Risk of radiation-induced pneumonitis after helical and static-port tomotherapy in lung cancer patients and experimental rats

Affiliations

Risk of radiation-induced pneumonitis after helical and static-port tomotherapy in lung cancer patients and experimental rats

Xianglan Zhang et al. Radiat Oncol. .

Abstract

Background: Radiotherapy (RT) is one of the major non-operative treatment modalities for treating lung cancer. Tomotherapy is an advanced type of intensity-modulated radiotherapy (IMRT) in which radiation may be delivered in a helical fashion. However, unexpected pneumonitis may occur in patients treated with tomotherapy, especially in combination with chemotherapy, as a result of extensive low-dose radiation of large lung volumes. The aim of our study was to investigate the risk of radiation-induced pneumonitis after helical-mode and static-mode tomotherapy in patients with lung cancer and in an animal model.

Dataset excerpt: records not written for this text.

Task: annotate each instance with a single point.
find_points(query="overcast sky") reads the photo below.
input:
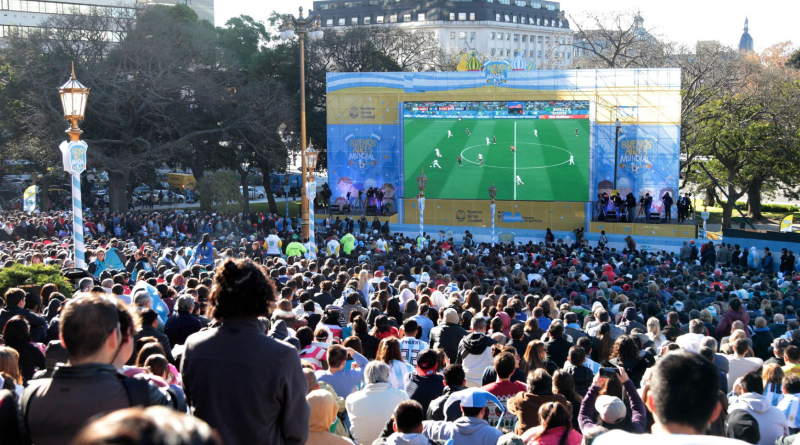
(684, 21)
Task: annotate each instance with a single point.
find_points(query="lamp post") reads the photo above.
(310, 160)
(302, 26)
(422, 182)
(619, 131)
(286, 192)
(492, 194)
(73, 99)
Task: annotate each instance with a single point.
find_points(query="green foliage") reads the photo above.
(18, 275)
(774, 208)
(221, 187)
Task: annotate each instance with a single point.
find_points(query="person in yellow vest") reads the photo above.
(333, 247)
(348, 243)
(295, 248)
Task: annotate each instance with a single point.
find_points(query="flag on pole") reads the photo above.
(786, 224)
(29, 198)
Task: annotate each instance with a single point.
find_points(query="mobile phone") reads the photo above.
(608, 373)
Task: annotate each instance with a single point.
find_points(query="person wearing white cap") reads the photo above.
(471, 428)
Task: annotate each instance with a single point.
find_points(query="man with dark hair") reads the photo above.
(684, 400)
(575, 367)
(455, 381)
(15, 305)
(149, 329)
(772, 422)
(556, 346)
(504, 388)
(239, 380)
(56, 408)
(424, 384)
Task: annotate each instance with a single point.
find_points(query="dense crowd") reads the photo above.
(231, 329)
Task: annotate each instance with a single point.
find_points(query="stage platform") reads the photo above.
(683, 230)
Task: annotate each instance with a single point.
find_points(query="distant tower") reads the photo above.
(746, 42)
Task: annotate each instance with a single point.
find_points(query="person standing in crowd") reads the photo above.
(236, 378)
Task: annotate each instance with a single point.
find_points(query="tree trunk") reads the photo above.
(754, 201)
(245, 190)
(117, 187)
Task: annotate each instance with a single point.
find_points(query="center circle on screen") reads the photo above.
(485, 164)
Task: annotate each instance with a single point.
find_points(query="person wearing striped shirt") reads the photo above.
(410, 347)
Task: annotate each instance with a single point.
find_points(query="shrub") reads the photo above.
(19, 275)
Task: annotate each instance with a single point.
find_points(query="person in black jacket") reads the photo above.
(556, 346)
(15, 305)
(448, 334)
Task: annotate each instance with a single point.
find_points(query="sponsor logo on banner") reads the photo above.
(362, 150)
(635, 154)
(496, 72)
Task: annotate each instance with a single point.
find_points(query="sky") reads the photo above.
(683, 21)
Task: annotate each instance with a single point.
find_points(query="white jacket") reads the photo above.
(370, 409)
(772, 422)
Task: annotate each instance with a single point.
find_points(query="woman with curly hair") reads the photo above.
(231, 374)
(389, 353)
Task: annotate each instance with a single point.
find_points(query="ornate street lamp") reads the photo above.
(302, 27)
(73, 153)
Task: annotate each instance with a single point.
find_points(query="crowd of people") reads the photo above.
(233, 330)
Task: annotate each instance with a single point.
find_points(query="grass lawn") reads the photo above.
(551, 160)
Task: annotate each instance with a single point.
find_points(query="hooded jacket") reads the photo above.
(475, 354)
(772, 422)
(323, 414)
(464, 430)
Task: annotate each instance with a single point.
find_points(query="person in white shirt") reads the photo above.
(333, 247)
(772, 422)
(273, 244)
(370, 408)
(410, 347)
(739, 365)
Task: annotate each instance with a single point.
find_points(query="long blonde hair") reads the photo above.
(9, 363)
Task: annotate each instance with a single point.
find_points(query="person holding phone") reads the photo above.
(609, 411)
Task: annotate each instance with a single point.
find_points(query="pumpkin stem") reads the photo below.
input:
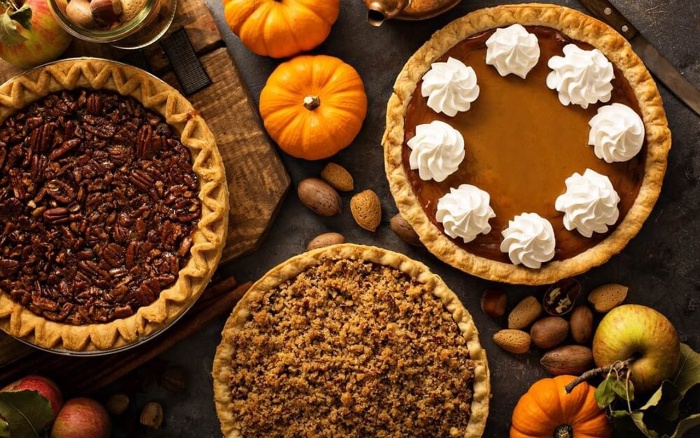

Method: A total of 63 patients with primary lung cancer who were treated with static or helical tomotherapy with or without concurrent chemoradiotherapy (CCRT) were analyzed. Additionally, rats with radiation-induced pulmonary toxicity, which was induced by the application of helical or static tomography with or without CCRT, were evaluated.

Results: Helical-mode tomotherapy resulted in a significantly higher rate of late radiation pneumonitis in lung cancer patients than static-mode tomotherapy when evaluated by the Radiation Therapy Oncology Group (RTOG) and National Cancer Institute Common Terminology Criteria for Adverse Events (CTCAE) scoring system. In the animal model, helical tomotherapy alone induced significantly higher expression of interleukin (IL)-1α, IL-1β, IL-6, and transforming growth factor (TGF)-β in lung specimens, especially on the untreated side, compared to static tomotherapy alone. Additionally, rats treated with helical tomotherapy and CCRT demonstrated significantly higher expression of inflammatory cytokines compared to those treated with static tomotherapy and CCRT.

Conclusion: Rat models treated with tomotherapy with or without CCRT could present similar patterns of pulmonary toxicity to those shown in lung cancer patients. The models can be used in further investigations of radiation induced pulmonary toxicity.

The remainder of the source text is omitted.